Sentì le lacrime invaderle gli occhi ed un singhiozzo premerle in gola mentre con le ultime forze si sollevava carponi.
Voleva voltarsi per vedere se Aaron fosse sparito o se era ancora alle sue spalle.
Voleva voltarsi per vedere se Tammy aveva sempre quell' espressione o se anche quella era colpa della sua immaginazione, ma non ce la fece a voltarsi. E in quel momento capì.
Non ce l' avrebbe mai fatta.
Tirò un pugno sulla terra fresca desiderando con tutta se stessa ritrovare un po' di energia di modo da poter mandare un Patronus.
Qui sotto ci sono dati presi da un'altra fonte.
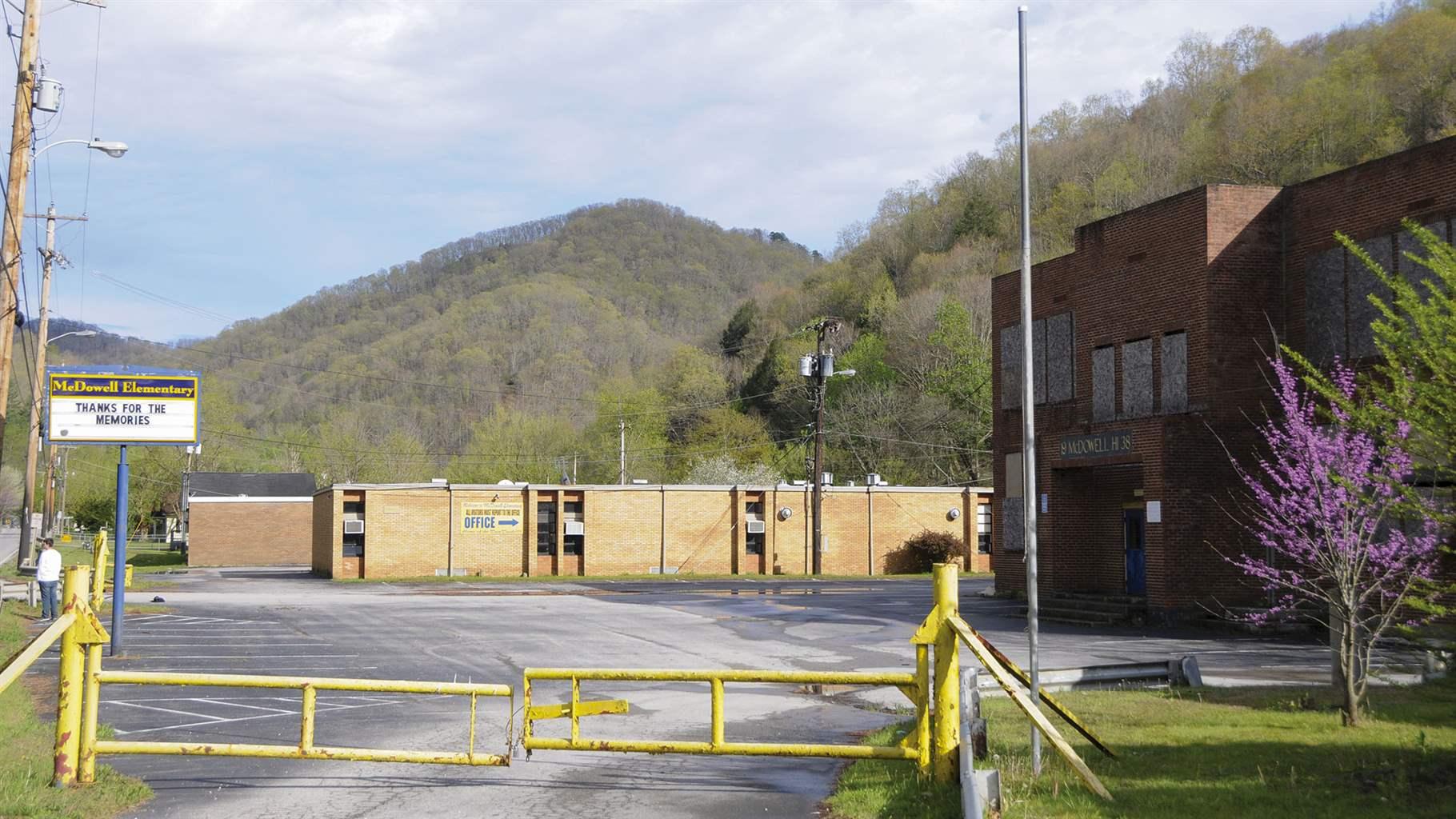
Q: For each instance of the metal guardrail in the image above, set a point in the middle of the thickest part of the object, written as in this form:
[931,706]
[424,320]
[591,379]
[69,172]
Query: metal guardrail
[310,687]
[914,685]
[935,742]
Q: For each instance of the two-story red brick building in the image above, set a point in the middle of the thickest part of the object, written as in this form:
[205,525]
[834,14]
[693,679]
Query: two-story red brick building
[1150,345]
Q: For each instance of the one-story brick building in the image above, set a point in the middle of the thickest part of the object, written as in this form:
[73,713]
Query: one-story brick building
[248,518]
[1150,341]
[511,529]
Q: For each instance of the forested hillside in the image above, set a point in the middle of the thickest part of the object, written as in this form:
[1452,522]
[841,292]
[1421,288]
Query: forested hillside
[518,354]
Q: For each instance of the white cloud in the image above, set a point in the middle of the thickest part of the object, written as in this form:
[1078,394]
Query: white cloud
[386,128]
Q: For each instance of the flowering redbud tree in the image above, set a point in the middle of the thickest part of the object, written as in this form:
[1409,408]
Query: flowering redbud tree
[1324,502]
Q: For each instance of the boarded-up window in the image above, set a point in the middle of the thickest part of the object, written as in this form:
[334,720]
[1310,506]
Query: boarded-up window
[1363,282]
[1326,306]
[1038,361]
[1175,373]
[1104,383]
[1051,361]
[1059,358]
[1010,367]
[1014,481]
[1012,522]
[1138,378]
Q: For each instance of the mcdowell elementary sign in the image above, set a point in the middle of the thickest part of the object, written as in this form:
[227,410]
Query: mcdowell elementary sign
[121,405]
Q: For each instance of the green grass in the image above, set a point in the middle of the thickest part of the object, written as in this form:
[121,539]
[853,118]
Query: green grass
[25,754]
[616,577]
[1202,754]
[145,557]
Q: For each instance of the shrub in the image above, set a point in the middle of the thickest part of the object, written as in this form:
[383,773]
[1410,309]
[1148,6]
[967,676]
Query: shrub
[925,550]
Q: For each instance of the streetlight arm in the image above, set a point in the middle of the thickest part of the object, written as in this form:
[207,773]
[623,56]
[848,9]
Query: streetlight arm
[83,334]
[62,143]
[110,149]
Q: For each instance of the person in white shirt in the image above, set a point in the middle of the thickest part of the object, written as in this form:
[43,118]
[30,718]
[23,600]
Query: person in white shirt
[48,573]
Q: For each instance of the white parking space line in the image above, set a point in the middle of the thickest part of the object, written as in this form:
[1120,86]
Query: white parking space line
[238,657]
[325,706]
[159,709]
[270,668]
[229,645]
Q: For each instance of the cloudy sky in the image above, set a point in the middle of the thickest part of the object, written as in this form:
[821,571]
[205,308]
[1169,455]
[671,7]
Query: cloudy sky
[280,147]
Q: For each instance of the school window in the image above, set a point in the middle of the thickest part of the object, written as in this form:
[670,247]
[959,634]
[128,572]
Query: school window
[353,541]
[1138,378]
[545,527]
[753,540]
[1175,373]
[1104,383]
[571,513]
[983,529]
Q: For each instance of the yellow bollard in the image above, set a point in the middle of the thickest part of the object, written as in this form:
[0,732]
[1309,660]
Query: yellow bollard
[922,709]
[90,698]
[946,684]
[69,691]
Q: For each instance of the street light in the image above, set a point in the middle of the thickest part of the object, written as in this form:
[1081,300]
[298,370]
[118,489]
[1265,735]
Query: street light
[47,257]
[104,146]
[81,334]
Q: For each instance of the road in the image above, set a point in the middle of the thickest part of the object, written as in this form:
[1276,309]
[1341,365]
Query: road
[268,621]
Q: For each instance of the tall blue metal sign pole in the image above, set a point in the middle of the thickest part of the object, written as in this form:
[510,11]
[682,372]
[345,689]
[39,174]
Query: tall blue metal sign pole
[121,406]
[118,566]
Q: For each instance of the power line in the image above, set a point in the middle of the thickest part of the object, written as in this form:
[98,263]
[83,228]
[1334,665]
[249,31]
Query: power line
[486,458]
[657,410]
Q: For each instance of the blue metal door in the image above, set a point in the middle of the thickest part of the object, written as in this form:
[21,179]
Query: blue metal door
[1133,543]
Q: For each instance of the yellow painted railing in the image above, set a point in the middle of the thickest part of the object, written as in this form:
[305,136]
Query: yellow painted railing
[912,684]
[934,744]
[310,687]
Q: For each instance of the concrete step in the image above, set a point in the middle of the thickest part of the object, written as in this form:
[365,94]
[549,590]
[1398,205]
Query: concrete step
[1072,614]
[1098,597]
[1104,605]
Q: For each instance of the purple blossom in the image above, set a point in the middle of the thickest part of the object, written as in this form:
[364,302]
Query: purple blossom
[1326,504]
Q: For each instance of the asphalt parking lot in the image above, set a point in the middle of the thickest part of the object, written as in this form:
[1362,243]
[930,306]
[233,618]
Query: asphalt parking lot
[287,623]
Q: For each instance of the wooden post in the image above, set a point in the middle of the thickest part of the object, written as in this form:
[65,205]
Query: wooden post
[946,677]
[72,674]
[15,207]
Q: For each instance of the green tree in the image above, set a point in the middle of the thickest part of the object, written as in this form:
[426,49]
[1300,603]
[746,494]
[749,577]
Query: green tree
[1414,380]
[743,322]
[513,445]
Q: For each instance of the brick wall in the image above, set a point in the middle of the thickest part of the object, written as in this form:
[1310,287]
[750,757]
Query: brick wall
[408,529]
[623,529]
[250,533]
[328,537]
[1229,266]
[495,552]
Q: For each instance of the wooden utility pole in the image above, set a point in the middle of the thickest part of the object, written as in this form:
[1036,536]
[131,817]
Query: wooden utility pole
[622,449]
[41,341]
[823,369]
[48,499]
[15,202]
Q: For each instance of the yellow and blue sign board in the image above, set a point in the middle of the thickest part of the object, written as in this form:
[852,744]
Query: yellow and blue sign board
[121,405]
[491,517]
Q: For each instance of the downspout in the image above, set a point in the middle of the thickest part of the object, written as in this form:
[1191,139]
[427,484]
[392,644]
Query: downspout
[809,537]
[870,531]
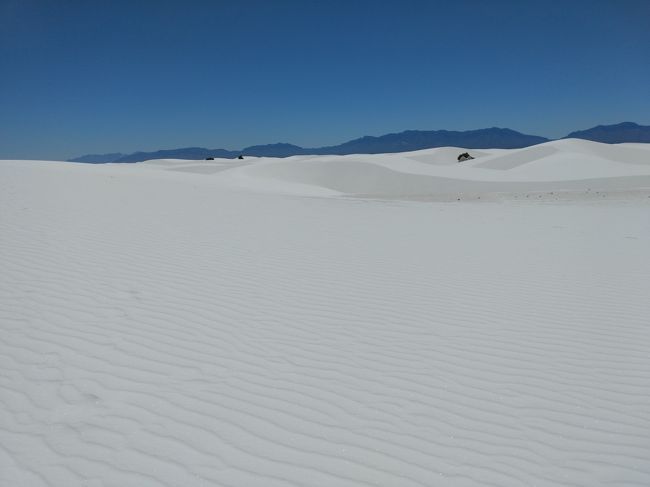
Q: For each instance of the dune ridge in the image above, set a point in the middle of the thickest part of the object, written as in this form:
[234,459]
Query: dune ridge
[260,323]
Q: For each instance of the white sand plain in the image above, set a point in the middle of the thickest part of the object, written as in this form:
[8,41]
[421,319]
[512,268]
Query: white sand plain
[328,321]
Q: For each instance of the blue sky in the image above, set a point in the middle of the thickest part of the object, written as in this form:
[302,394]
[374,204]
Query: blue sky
[81,77]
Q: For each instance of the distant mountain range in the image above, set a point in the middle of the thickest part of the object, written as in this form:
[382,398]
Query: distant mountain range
[410,140]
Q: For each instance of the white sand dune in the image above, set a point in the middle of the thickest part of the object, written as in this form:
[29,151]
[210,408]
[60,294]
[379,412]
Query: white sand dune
[259,323]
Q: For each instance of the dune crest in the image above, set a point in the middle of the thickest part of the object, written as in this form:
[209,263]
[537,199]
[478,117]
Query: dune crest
[249,323]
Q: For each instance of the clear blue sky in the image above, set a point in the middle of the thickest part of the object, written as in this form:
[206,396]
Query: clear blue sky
[89,76]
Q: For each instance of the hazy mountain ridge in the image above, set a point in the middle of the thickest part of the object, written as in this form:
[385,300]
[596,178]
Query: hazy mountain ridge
[409,140]
[614,134]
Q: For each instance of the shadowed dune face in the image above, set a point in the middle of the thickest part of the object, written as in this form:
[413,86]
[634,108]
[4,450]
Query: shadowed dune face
[175,323]
[561,166]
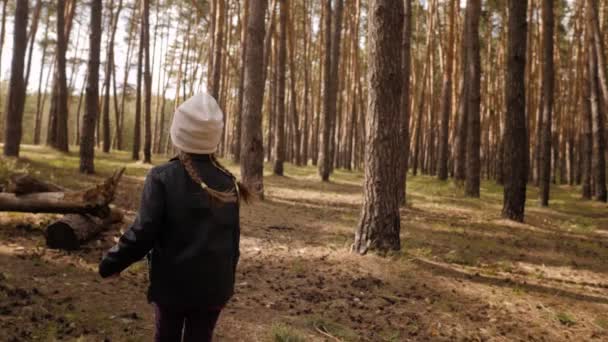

Tammy si avvicinò a lei " sento dei passi, devi lasciarti aiutare" le disse e Lily avrebbe voluto avere l' energia di opporsi, o, almeno, di controllare se dei passi stavano arrivando davvero.
Almeno il rumore era scomparso, pensò sempre più vicina all' incoscienza.
Poi improvvisamente la vista le si snebbiò leggermente e si vide avvolta in una luce bianca. Era il Triskel della sua mano, quello che aveva ricevuto quando si era collegata a suo figlio.
Sentì il dolore alla caviglia cessare ed anche se non poteva controllare era convinta che avesse smesso di sanguinare, il corpo si raddrizzò e Lily era sicura che i lividi e le tumefazioni fossero scomparsi.
Su guardò la mano che stringeva la bacchetta, persino il piccolo taglio sulla mano si era riassorbito.
Merlino, pensò appoggiandosi una mano sul ventre, sarebbe mai riuscita a ripagare tutto l' amore di suo figlio?
Appoggiò il peso sulla caviglia con un leggero timore, ma sapeva che non sarebbe svenuta. Stava troppo bene.
Non si sentiva così da...non lo sapeva, ma sicuramente da troppo tempo.
Guardò Tammy di sfuggita era accanto a lei e Aaron dietro la ragazza.
La luce si riassorbì nel suo ventre e lei sorrise verso Aaron come a sfidarlo ad attaccarla ora.
Adesso che si sentiva di nuovo bene e che aveva una bacchetta in mano.
Il sorriso le si spense nel volto quando capì che lui era vivo, adesso stava bene e lo vedeva ancora, oltretutto la sua espressione era variata, per cui : Aaron era vivo.
" Non muori mai?" gli chiese stringendo più forte la bacchetta, ma prima che potesse attaccarlo un pugno le arrivò dal lato facendola cadere a terra.
Tammy tirò fuori la sua bacchetta e appellò quella di Lily " Merlino, quello strano mutante di tuo figlio ci ha rovinato il gioco" si lamentò e la sua voce era davvero quella di una bambina scontenta.
Tammy era pazza ed era in combutta con Aaron e lei, adesso, era di nuovo disarmata.